The Packers have made a point of giving young players the opportunity to get on the field in big roles. That meant moving away from older, experienced players and taking the risk of relying on young, inexperienced talent. This appears to be another case of the Packers opening the door to the young players on the roster.

Van Ness, a 2023 first-round pick, stands to benefit the most. He's suddenly a very important player for the Packers, who have Super Bowl aspirations but can't be considered a real title contender unless they have more pass-rush consistency at the top of defense.

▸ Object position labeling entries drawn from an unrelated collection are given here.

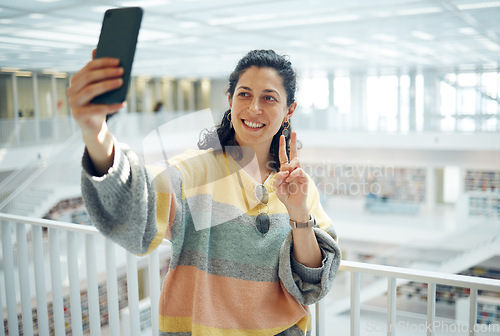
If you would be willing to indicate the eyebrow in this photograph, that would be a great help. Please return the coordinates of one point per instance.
(265, 90)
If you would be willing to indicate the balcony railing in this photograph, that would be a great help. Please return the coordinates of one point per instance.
(31, 248)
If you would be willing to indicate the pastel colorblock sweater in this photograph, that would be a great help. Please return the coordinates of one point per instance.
(225, 277)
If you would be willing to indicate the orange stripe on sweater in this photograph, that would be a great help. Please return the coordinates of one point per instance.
(227, 303)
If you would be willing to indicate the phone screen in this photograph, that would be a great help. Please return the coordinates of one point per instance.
(118, 39)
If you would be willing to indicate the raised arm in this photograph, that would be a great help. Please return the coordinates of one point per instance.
(97, 77)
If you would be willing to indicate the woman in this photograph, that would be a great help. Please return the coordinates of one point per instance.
(252, 246)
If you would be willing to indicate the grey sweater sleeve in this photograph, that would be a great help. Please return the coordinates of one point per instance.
(121, 203)
(309, 285)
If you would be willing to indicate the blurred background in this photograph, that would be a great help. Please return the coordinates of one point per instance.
(398, 113)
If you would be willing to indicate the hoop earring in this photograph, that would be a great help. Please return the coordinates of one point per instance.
(228, 117)
(286, 126)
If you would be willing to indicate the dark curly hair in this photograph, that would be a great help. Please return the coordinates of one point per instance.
(224, 133)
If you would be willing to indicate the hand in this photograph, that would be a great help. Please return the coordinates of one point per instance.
(291, 182)
(97, 77)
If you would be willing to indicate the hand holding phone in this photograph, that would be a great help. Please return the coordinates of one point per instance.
(118, 39)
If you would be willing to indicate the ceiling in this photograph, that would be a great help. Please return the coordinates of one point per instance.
(205, 38)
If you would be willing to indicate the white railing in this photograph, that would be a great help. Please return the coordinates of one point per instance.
(26, 263)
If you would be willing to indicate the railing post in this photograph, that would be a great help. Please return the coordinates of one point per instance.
(431, 308)
(40, 286)
(355, 303)
(154, 289)
(74, 284)
(92, 291)
(133, 294)
(391, 306)
(2, 326)
(55, 271)
(24, 281)
(472, 311)
(320, 318)
(112, 286)
(8, 273)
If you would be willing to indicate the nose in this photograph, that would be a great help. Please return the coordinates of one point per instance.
(255, 106)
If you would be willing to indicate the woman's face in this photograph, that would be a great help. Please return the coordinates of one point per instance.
(258, 107)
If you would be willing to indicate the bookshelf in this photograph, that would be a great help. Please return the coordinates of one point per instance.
(400, 184)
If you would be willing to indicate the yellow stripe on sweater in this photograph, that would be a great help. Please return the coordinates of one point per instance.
(171, 324)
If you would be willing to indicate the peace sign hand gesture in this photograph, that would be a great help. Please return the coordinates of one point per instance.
(291, 182)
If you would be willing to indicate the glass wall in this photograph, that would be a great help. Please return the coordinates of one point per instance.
(399, 100)
(411, 101)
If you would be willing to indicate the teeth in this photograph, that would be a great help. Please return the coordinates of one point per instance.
(252, 124)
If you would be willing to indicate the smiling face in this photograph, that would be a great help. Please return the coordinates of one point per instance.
(259, 107)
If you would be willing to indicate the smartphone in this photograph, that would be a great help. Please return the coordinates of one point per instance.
(118, 39)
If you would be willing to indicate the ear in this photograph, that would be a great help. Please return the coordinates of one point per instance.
(290, 110)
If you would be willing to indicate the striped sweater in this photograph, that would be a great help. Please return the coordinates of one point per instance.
(225, 277)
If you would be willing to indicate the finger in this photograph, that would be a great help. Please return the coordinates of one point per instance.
(280, 179)
(97, 109)
(95, 71)
(293, 164)
(293, 146)
(282, 151)
(91, 91)
(298, 175)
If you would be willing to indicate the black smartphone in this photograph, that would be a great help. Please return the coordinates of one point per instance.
(118, 39)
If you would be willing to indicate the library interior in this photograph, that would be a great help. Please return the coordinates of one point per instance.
(398, 119)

Last year, the Packers were 3-6 and sellers and sent cornerback Rasul Douglas to the Buffalo Bills. This year, the Packers have a 6-3 record but remained sellers – suggesting that Gutekunst viewed selling an asset as having greater team-building value than buying an asset.

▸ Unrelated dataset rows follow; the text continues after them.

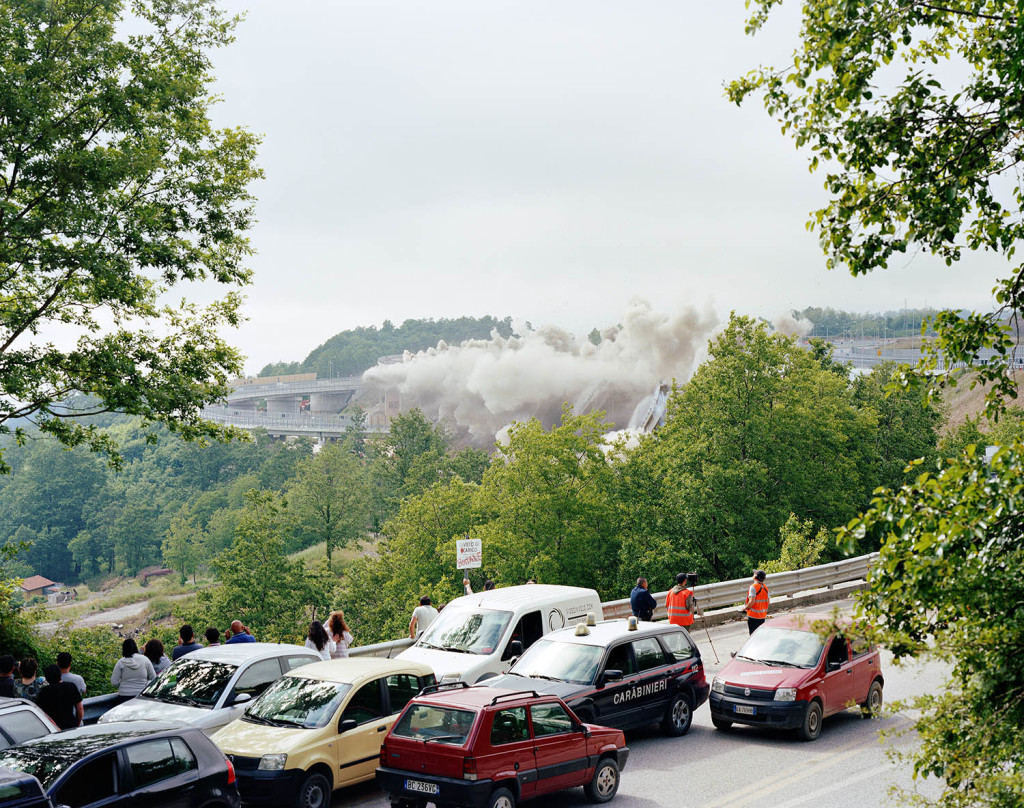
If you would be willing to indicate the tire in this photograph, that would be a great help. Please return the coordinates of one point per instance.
(502, 798)
(678, 717)
(872, 705)
(314, 792)
(811, 727)
(604, 783)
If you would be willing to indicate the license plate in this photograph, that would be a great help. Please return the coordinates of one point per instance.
(421, 787)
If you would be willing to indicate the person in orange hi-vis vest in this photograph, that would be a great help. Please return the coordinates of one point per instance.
(679, 602)
(757, 601)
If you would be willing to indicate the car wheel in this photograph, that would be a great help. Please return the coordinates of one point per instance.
(314, 792)
(604, 783)
(811, 727)
(872, 705)
(678, 717)
(502, 798)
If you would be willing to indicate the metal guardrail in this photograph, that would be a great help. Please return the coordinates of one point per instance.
(730, 593)
(711, 596)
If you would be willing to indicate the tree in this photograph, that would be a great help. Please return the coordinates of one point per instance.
(948, 584)
(330, 497)
(915, 162)
(115, 189)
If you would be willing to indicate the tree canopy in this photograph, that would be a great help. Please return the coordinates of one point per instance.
(913, 111)
(115, 192)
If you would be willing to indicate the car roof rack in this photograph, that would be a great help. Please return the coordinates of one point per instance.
(433, 688)
(516, 694)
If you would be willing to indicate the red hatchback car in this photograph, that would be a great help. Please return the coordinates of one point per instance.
(489, 748)
(786, 677)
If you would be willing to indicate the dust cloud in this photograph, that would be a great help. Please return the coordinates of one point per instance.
(478, 387)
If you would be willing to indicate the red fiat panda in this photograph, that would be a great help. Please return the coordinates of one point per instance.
(489, 748)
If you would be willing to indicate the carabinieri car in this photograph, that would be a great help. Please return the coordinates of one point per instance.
(616, 673)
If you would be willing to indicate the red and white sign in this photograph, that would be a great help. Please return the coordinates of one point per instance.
(469, 553)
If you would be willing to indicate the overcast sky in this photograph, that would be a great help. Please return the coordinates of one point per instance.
(547, 160)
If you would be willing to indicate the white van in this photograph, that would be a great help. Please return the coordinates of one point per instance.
(476, 636)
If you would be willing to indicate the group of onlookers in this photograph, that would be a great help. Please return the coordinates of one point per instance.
(57, 692)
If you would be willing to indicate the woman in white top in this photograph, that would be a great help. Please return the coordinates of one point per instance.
(317, 640)
(340, 634)
(132, 673)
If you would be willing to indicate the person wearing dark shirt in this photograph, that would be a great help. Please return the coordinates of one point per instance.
(641, 601)
(60, 700)
(186, 642)
(7, 675)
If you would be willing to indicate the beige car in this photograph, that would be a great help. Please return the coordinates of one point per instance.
(318, 728)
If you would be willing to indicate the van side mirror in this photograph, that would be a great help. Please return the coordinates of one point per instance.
(610, 675)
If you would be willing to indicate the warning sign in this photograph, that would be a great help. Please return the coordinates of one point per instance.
(469, 553)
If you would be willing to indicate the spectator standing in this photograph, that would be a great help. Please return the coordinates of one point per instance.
(64, 663)
(186, 642)
(240, 633)
(339, 632)
(757, 602)
(28, 685)
(641, 601)
(132, 673)
(60, 700)
(154, 651)
(317, 640)
(7, 675)
(423, 615)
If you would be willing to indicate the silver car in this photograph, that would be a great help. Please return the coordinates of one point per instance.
(211, 687)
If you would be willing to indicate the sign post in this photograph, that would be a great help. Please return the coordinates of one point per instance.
(468, 553)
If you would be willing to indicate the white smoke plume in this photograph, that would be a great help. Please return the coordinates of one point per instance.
(480, 386)
(788, 325)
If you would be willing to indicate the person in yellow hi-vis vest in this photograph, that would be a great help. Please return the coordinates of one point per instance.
(757, 601)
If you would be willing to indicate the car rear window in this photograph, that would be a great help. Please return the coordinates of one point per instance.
(193, 682)
(438, 724)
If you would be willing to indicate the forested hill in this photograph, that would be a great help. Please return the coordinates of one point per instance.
(355, 350)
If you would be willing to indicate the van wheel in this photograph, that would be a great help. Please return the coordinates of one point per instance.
(604, 783)
(811, 727)
(678, 717)
(314, 792)
(872, 705)
(502, 798)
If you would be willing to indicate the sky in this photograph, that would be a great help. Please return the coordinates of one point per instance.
(549, 161)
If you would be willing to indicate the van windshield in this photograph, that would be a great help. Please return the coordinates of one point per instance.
(466, 631)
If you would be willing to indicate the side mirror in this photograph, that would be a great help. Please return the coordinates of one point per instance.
(611, 675)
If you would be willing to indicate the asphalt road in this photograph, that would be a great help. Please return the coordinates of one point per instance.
(850, 763)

There's a compelling case to be made that the Packers need help at edge rusher or cornerback, even as the defense has made strides under first-year coordinator Jeff Hafley. But the Packers rarely make trade deadline deals, probably because they never wanted to risk overpaying — especially for a rental player — and so Gutekunst ended up being a seller again.

Losing Smith likely won't stop the Packers from competing for a title. But won't it be possible to add a piece within the deadline to address one of the potentially serious deficiencies on the Packers' roster in January? Time will tell. Like last year, the Packers need internal improvement from a young but talented roster to take Matt LaFleur's team from good to great in the second half of the 2024 season.